It is a tourist destination not-to-be-missed, considered to be amongst the most beautiful cities in the world and included by UNESCO in the world heritage sites.
In the historic centre, which can be crossed on foot amongst “calli”, “campielli” and small bridges, there is a succession of one picturesque corner after another, aristocratic palaces and churches of exquisite architecture and fascinating interiors. The city is extremely busy with the locals and tourists. The fish and fresh produce markets are not to be missed where everything brought via the sea.
People live on the 118 islands, within the lagoon of the same name, with buildings which are on a wooden piling system. Some of these islands have been grouped while others are dispersed, linked by navigable canals crossed by gondolas (typical boats), by ferries or private motorboats.
The historic part of the city is divided in six “sestieri”: Dorsoduro, Santa Croce, San Polo, San Marco, Cannareggio and Castello, facing on the Grand Canal, the water road with a double loop from which all the minor canals branch out. Just as striking and imposing is the parallel Canale della Giudecca.
In the lagoon around the historic centre, there are numerous islands: Murano and Burano (famous for glass and lace), Torcello, Sant’Erasmo and Palestrina apart from the long island of the Lido, famous for its beaches and for holding the Cinema Festival.
The barbarian invasions of the Huns and Lombards pushed the inhabitants of the land to look for refuge on the islands spread in the lagoon, also calling the religious authorities.
In the centuries, it was established as one of the main harbours between the East and the West, thanks to dynamic and enterprising merchants who made it rich and created a system of autonomous republican government, so strong that it deserved the title of “Serenissima”.
In the 13th century it dominated large part of the Adriatic coast up to Dalamatia, Istria and the Aegean and Cretan coasts. The discovery of America, with business moving towards the new world, triggered the decadence of the maritime commercial activities.
Having lost its freedom at the end of the 18th century, it became part of the Austro-Hungarian Empire and in 1866 it was annexed to the Reign of Italy.
The most famous place is Piazza San Marco, with the Basilica brilliant with its golden mosaics on which façade there are 4 bronze horses taken from the Imperial palace of Constantinople after the fourth Crusade. Next to it is the Campanile di San Marco, built like a lighthouse for sailors, and near the Palazzo Ducale, seat of the government of the Republic, with pink marble delicately sculptured like lace.

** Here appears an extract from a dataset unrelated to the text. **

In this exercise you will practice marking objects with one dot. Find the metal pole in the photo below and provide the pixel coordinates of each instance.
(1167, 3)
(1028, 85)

Other important Venetian monuments are l’Arsenale, Basilica di Santa Maria della Salute, Basilica dei Frati and the synagogue of the Ghetto.
Not to be missed are the famous historic cafés, because it was here that the use of coffee started being spread, imported by the Ottoman Empire during the 17th century. The most ancient is Florian under the “Procuratie Nuove”.
The most characteristic dishes are those with fish: “sarde in saor” (fried and pickled), “moéche” (little soft crabs), “risotto de go” (typical fish of the lagoon), “polente e schie” (fried prawns), “sepe col nero” (cuttlefish). Other specialities: “fegato alla veneziana” (with onions); “pasta e fazioi” (bean soup), “risi e bisi (rice and peas).